If “the unity of the race of man” is the primary archetype of the myth, or sacred story, of our time, what might the supporting archetypes be that would bring this into being, I wondered? It seemed to me that such secondary archetypes would have to be those that would promote such a collective unity.

Also around this time, at a Hudson River sloop festival, I picked up a pamphlet on the Baha’i Faith, and found that its primary teachings—the oneness of humanity, and one source for all religions—were all a foundation for unity, and paralleled exactly what I had been finding in my own experience. As I learned more about the Baha’i principles—the independent investigation of truth, the equality of women and men, the harmony of science and religion, the elimination of prejudice of all kinds, a spiritual solution to the widening gap between wealth and poverty, and universal peace upheld by a world government—I felt more and more like the spirit of our time had appeared, what this age was crying out for.

These spiritual principles actually predated, and some would say even inaugurated, what has now become the prevailing spirit of our age.

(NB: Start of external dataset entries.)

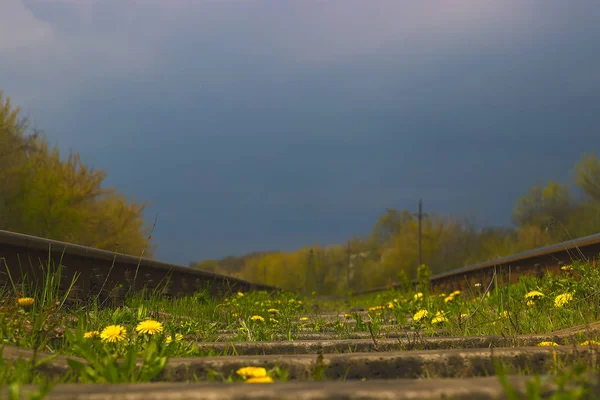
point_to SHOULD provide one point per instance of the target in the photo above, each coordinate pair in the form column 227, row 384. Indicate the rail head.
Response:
column 42, row 244
column 567, row 246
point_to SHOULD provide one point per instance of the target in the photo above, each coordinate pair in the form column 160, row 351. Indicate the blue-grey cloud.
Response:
column 269, row 124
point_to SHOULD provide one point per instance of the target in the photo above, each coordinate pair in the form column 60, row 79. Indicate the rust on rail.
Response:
column 510, row 268
column 106, row 273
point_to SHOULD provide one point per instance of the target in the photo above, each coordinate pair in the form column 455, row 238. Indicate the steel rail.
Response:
column 508, row 269
column 105, row 273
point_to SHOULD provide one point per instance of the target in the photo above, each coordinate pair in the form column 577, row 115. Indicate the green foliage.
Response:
column 44, row 194
column 588, row 176
column 106, row 363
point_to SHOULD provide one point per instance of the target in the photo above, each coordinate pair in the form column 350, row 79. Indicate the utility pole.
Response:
column 348, row 267
column 420, row 216
column 309, row 271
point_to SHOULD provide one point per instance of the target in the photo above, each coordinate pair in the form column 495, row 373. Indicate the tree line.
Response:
column 46, row 195
column 548, row 213
column 57, row 197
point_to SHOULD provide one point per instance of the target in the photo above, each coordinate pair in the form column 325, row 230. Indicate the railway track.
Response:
column 106, row 274
column 509, row 269
column 374, row 356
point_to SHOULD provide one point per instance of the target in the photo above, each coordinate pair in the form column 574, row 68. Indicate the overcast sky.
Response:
column 259, row 125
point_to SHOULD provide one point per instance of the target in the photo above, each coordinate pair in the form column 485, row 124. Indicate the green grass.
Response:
column 54, row 325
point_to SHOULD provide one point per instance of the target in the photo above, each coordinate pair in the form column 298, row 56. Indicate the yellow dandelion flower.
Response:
column 264, row 379
column 534, row 294
column 562, row 299
column 113, row 333
column 91, row 334
column 419, row 315
column 26, row 302
column 252, row 372
column 178, row 338
column 590, row 343
column 149, row 327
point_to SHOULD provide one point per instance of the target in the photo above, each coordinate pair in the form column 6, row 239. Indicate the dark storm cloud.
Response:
column 267, row 125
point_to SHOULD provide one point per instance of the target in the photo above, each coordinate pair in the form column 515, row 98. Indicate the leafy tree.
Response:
column 543, row 205
column 588, row 176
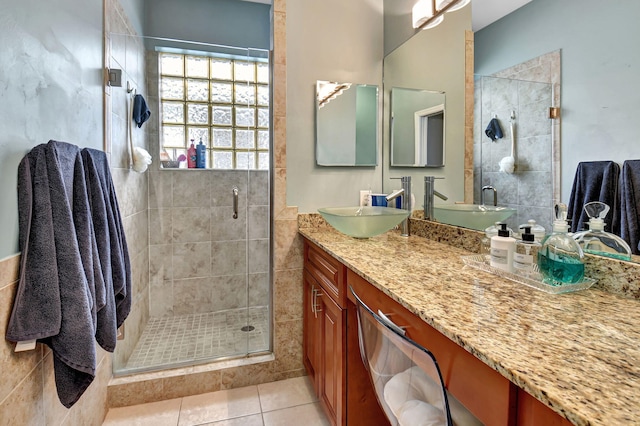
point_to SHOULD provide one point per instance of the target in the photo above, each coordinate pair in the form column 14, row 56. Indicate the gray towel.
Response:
column 112, row 244
column 54, row 301
column 630, row 204
column 594, row 181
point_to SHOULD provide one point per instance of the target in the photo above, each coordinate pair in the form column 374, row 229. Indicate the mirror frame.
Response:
column 354, row 118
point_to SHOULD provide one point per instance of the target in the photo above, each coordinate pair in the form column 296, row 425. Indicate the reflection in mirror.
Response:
column 346, row 124
column 417, row 128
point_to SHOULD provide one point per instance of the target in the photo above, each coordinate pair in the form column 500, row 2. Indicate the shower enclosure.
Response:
column 208, row 295
column 530, row 189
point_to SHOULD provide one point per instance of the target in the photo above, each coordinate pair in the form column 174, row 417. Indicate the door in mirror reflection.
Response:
column 346, row 124
column 417, row 128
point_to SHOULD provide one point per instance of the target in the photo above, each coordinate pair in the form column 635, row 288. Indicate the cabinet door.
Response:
column 311, row 330
column 532, row 412
column 332, row 347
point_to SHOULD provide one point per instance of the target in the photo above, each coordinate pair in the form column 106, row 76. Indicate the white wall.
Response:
column 332, row 40
column 50, row 85
column 600, row 69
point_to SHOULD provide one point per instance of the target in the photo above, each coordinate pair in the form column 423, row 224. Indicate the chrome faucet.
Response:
column 495, row 194
column 405, row 191
column 429, row 192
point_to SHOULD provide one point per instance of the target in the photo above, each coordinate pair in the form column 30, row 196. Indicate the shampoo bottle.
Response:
column 201, row 155
column 526, row 254
column 502, row 249
column 191, row 156
column 560, row 259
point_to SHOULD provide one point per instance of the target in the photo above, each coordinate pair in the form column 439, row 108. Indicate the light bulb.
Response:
column 422, row 11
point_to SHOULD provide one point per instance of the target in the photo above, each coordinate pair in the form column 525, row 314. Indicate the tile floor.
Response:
column 286, row 403
column 179, row 339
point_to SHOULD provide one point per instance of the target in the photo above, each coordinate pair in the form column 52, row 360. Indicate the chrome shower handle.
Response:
column 235, row 202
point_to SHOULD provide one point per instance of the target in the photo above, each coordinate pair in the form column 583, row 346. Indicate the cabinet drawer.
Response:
column 329, row 272
column 483, row 391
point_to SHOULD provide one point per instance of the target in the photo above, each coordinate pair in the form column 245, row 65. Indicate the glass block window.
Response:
column 222, row 101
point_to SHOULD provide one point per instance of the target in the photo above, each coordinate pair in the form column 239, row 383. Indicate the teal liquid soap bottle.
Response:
column 596, row 240
column 561, row 259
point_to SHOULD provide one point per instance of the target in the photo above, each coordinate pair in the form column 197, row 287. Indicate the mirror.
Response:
column 417, row 128
column 346, row 124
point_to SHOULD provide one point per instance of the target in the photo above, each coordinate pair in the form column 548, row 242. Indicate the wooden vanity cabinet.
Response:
column 331, row 353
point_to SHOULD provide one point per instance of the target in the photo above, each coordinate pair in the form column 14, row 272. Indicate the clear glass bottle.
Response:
column 526, row 254
column 596, row 240
column 561, row 259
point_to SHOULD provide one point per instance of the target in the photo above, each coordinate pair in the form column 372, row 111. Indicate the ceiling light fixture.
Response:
column 430, row 13
column 326, row 91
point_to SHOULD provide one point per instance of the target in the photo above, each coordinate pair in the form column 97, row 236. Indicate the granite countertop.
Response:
column 578, row 353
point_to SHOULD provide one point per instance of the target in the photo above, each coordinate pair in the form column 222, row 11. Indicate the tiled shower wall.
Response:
column 528, row 89
column 199, row 254
column 125, row 51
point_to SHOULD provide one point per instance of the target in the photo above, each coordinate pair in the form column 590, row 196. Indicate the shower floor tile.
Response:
column 186, row 338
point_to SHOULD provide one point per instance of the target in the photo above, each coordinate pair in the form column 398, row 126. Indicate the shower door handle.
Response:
column 235, row 202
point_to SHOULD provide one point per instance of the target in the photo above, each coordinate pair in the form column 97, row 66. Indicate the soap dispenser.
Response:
column 537, row 230
column 526, row 254
column 596, row 240
column 502, row 248
column 485, row 242
column 561, row 260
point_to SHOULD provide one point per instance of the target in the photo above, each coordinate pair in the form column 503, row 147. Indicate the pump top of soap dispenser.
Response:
column 536, row 229
column 596, row 240
column 503, row 231
column 560, row 223
column 527, row 235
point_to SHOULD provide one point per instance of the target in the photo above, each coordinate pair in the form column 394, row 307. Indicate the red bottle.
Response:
column 191, row 156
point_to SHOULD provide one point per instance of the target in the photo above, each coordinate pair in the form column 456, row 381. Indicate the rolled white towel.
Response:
column 411, row 385
column 141, row 159
column 420, row 413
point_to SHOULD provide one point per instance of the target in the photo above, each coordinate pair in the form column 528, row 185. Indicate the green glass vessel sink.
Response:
column 474, row 216
column 363, row 222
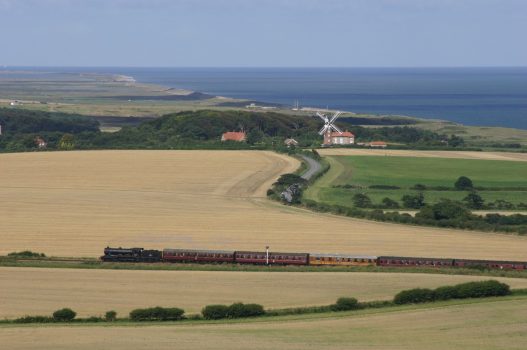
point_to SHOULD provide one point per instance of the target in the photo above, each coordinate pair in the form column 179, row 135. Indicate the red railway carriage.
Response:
column 191, row 255
column 490, row 264
column 274, row 258
column 401, row 261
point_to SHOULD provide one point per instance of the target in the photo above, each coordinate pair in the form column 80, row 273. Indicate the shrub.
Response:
column 474, row 201
column 481, row 289
column 446, row 293
column 463, row 183
column 361, row 200
column 414, row 296
column 215, row 312
column 157, row 314
column 64, row 315
column 238, row 310
column 110, row 316
column 389, row 203
column 345, row 304
column 413, row 202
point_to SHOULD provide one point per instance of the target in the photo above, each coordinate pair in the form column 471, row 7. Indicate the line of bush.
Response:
column 236, row 310
column 480, row 289
column 157, row 314
column 445, row 214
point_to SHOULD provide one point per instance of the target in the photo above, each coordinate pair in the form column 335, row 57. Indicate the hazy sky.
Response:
column 353, row 33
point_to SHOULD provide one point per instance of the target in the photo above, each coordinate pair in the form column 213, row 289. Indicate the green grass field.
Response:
column 405, row 172
column 487, row 324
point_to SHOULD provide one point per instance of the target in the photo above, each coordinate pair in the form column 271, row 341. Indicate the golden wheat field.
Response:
column 77, row 203
column 491, row 325
column 36, row 291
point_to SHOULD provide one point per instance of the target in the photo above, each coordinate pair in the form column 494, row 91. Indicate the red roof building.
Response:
column 238, row 136
column 378, row 144
column 337, row 138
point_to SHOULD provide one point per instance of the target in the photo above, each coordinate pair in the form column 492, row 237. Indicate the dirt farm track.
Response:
column 76, row 203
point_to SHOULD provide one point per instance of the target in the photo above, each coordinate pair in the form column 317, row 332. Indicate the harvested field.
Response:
column 415, row 153
column 76, row 203
column 490, row 325
column 32, row 291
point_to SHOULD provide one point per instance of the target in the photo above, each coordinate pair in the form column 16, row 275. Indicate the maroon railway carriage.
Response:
column 274, row 258
column 490, row 264
column 402, row 261
column 191, row 255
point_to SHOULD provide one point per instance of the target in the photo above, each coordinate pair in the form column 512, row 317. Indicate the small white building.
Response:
column 291, row 142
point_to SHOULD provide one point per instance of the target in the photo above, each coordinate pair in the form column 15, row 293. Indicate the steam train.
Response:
column 302, row 259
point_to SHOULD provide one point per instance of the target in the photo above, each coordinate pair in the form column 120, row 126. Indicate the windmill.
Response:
column 328, row 126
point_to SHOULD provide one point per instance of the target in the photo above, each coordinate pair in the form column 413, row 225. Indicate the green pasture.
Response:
column 405, row 172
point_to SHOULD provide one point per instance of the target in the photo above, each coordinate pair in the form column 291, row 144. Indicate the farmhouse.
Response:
column 238, row 136
column 337, row 138
column 290, row 142
column 40, row 142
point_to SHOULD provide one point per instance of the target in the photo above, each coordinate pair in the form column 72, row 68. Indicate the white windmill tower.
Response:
column 328, row 126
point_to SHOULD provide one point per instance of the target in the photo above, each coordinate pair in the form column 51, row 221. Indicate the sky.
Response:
column 263, row 33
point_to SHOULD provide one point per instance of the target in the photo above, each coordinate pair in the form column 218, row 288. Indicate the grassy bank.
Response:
column 89, row 263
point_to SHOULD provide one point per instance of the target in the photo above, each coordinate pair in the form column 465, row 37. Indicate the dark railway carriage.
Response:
column 274, row 258
column 489, row 264
column 341, row 260
column 402, row 261
column 131, row 255
column 205, row 256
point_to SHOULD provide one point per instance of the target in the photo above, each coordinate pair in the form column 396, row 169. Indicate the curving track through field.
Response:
column 75, row 203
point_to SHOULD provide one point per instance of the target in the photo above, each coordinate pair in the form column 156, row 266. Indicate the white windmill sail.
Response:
column 329, row 123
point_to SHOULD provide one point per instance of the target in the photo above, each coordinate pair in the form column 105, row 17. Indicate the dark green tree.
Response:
column 255, row 136
column 389, row 203
column 474, row 201
column 463, row 183
column 414, row 201
column 64, row 315
column 67, row 142
column 361, row 200
column 446, row 209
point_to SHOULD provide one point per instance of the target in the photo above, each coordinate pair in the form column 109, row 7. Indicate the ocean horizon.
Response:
column 492, row 96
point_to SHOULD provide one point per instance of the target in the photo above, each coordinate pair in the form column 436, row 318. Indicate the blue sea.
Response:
column 471, row 96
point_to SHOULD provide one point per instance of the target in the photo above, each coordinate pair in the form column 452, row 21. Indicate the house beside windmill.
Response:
column 332, row 134
column 238, row 136
column 338, row 138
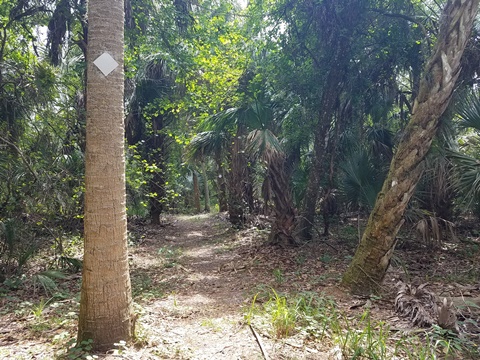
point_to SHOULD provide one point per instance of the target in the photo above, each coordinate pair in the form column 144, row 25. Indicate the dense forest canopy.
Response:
column 290, row 114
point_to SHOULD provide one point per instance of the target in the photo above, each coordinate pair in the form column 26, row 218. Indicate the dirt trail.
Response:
column 202, row 316
column 209, row 280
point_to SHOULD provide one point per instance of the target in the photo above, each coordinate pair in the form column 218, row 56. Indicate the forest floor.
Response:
column 205, row 291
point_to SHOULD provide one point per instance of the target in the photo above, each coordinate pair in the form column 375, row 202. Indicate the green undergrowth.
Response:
column 316, row 319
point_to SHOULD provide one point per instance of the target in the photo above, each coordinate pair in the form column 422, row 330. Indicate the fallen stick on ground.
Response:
column 260, row 344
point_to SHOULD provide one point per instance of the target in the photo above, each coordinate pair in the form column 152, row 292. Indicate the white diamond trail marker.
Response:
column 106, row 63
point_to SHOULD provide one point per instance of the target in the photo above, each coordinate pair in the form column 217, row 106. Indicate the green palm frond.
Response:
column 262, row 143
column 223, row 120
column 469, row 113
column 360, row 184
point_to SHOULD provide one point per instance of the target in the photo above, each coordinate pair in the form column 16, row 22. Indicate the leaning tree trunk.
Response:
column 372, row 258
column 196, row 192
column 106, row 303
column 284, row 224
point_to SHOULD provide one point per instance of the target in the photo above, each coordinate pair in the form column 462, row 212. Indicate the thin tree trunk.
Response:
column 106, row 303
column 205, row 187
column 372, row 258
column 222, row 188
column 156, row 154
column 236, row 182
column 284, row 224
column 196, row 192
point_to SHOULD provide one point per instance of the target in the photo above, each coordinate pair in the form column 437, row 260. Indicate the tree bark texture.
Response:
column 236, row 198
column 156, row 154
column 340, row 46
column 284, row 224
column 106, row 304
column 221, row 185
column 205, row 187
column 196, row 192
column 372, row 258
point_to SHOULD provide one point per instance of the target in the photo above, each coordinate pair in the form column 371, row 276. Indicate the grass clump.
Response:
column 317, row 319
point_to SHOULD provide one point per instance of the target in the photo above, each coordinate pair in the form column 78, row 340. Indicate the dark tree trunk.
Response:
column 236, row 198
column 196, row 192
column 284, row 224
column 372, row 258
column 205, row 187
column 221, row 186
column 156, row 154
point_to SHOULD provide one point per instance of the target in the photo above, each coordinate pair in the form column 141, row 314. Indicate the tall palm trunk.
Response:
column 106, row 304
column 331, row 92
column 372, row 258
column 196, row 192
column 157, row 154
column 222, row 188
column 237, row 181
column 282, row 228
column 205, row 187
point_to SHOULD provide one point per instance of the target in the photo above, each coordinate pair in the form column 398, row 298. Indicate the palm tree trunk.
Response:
column 222, row 188
column 205, row 187
column 196, row 192
column 236, row 182
column 106, row 303
column 282, row 228
column 372, row 258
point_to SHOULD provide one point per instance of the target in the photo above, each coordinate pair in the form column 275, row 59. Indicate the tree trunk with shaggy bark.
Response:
column 372, row 258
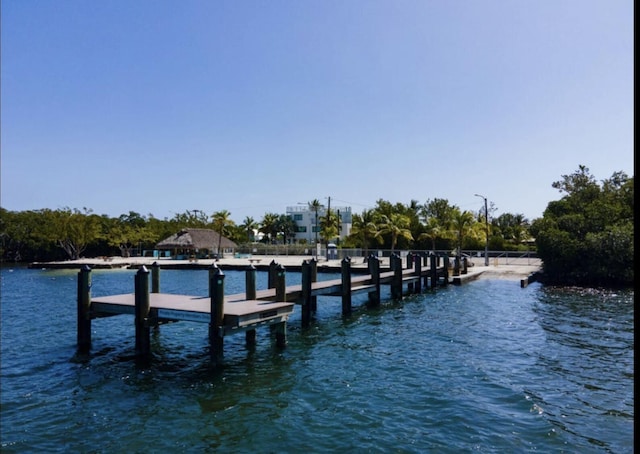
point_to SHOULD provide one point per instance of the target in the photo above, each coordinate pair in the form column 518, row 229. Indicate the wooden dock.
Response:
column 244, row 312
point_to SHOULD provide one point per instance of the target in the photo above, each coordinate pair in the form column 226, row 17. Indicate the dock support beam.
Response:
column 216, row 336
column 213, row 269
column 250, row 292
column 84, row 310
column 280, row 284
column 142, row 308
column 271, row 276
column 433, row 268
column 395, row 263
column 445, row 266
column 417, row 267
column 155, row 278
column 306, row 293
column 345, row 268
column 314, row 278
column 374, row 270
column 280, row 329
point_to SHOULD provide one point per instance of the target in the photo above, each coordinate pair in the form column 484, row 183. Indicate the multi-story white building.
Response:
column 308, row 222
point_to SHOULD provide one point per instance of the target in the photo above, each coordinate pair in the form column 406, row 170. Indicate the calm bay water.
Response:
column 486, row 367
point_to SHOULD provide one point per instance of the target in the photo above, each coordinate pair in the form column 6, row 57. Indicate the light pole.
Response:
column 486, row 221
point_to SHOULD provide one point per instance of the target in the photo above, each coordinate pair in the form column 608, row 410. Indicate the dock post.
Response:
column 306, row 293
column 142, row 308
column 395, row 263
column 417, row 266
column 314, row 278
column 433, row 268
column 84, row 309
column 250, row 282
column 445, row 266
column 250, row 292
column 213, row 269
column 216, row 335
column 280, row 329
column 425, row 265
column 155, row 278
column 374, row 270
column 411, row 263
column 346, row 285
column 280, row 283
column 456, row 266
column 271, row 279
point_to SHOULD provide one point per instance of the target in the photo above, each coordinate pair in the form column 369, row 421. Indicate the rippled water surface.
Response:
column 484, row 367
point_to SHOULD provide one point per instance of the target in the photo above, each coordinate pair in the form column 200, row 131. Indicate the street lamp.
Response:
column 486, row 220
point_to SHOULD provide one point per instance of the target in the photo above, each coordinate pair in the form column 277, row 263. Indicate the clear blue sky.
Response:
column 160, row 106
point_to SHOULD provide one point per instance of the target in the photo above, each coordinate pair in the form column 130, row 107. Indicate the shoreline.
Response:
column 515, row 271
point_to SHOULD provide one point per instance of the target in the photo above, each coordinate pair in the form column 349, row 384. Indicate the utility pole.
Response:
column 486, row 221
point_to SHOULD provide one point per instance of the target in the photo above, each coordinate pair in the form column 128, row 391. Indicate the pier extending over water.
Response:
column 231, row 314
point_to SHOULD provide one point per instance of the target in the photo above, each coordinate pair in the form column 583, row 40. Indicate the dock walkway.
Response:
column 244, row 312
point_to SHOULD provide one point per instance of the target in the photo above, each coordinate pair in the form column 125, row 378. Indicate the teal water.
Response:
column 484, row 367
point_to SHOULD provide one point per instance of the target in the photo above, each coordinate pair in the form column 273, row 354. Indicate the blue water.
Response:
column 484, row 367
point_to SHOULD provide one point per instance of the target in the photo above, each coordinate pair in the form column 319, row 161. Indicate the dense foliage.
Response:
column 586, row 237
column 39, row 235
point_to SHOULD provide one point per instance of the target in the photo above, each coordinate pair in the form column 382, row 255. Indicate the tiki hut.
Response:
column 196, row 243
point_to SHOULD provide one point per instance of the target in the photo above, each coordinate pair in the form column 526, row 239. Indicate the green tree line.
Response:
column 585, row 238
column 39, row 235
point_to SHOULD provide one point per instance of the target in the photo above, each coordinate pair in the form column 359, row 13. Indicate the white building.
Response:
column 308, row 222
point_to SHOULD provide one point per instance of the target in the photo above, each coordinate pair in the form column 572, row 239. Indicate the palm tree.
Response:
column 462, row 224
column 330, row 226
column 315, row 206
column 364, row 229
column 269, row 226
column 433, row 231
column 221, row 220
column 249, row 226
column 287, row 226
column 396, row 225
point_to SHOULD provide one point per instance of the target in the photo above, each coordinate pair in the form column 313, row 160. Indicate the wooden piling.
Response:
column 271, row 278
column 250, row 294
column 417, row 267
column 456, row 266
column 142, row 308
column 306, row 293
column 314, row 278
column 345, row 268
column 395, row 263
column 374, row 270
column 84, row 310
column 213, row 270
column 433, row 268
column 445, row 266
column 280, row 284
column 250, row 282
column 216, row 337
column 155, row 278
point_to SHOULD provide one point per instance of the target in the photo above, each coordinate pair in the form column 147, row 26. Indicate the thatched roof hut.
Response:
column 199, row 240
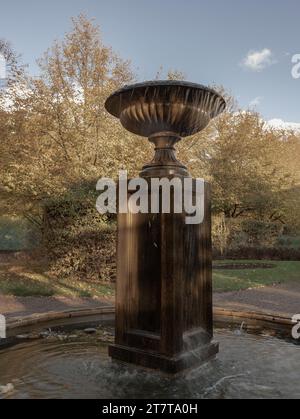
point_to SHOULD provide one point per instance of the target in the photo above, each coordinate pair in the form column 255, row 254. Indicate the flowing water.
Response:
column 247, row 367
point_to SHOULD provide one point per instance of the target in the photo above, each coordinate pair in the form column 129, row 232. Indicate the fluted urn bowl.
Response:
column 165, row 106
column 165, row 111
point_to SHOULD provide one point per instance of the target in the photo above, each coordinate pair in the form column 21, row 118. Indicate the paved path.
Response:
column 279, row 299
column 25, row 306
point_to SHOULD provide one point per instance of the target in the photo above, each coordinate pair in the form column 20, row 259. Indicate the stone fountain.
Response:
column 164, row 274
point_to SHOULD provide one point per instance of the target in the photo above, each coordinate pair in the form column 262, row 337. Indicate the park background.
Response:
column 57, row 141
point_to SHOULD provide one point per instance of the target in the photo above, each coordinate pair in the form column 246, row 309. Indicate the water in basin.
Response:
column 248, row 366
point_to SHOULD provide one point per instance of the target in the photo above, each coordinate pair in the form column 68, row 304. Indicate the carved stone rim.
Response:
column 111, row 102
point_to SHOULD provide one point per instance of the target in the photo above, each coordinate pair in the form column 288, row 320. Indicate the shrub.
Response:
column 79, row 241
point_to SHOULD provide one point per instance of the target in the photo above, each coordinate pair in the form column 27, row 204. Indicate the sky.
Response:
column 245, row 45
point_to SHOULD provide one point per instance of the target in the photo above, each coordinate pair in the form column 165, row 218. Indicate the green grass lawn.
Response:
column 29, row 279
column 234, row 280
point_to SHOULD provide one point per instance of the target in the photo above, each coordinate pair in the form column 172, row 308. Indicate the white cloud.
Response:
column 256, row 102
column 259, row 60
column 280, row 124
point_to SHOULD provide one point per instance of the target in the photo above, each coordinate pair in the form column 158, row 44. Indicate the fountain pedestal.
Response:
column 164, row 291
column 164, row 280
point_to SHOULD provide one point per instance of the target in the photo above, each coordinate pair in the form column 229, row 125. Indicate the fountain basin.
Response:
column 81, row 369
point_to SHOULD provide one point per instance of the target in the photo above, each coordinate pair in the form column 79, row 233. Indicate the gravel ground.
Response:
column 25, row 306
column 279, row 299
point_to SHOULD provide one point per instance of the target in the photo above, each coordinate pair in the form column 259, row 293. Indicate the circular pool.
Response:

Amid the changes, chaos, and confusion of these times, we have also witnessed a parallel process of the progressive integration of the world’s peoples into the citizenry of a single global homeland. The Baha’i teachings say that being a citizen of the world means having a consciousness of the entire world as a whole, and acting accordingly.

Soul-making is as much about our state of consciousness—and what we do in the world with it—as it is about the things that happen to us. Could the spirit of our time be captured in the consciousness of the oneness of humanity? If we can find in our own experience any aspect of this universal spiritual principle that speaks to our heart, we will have found our own soul-making to be in harmony with our time.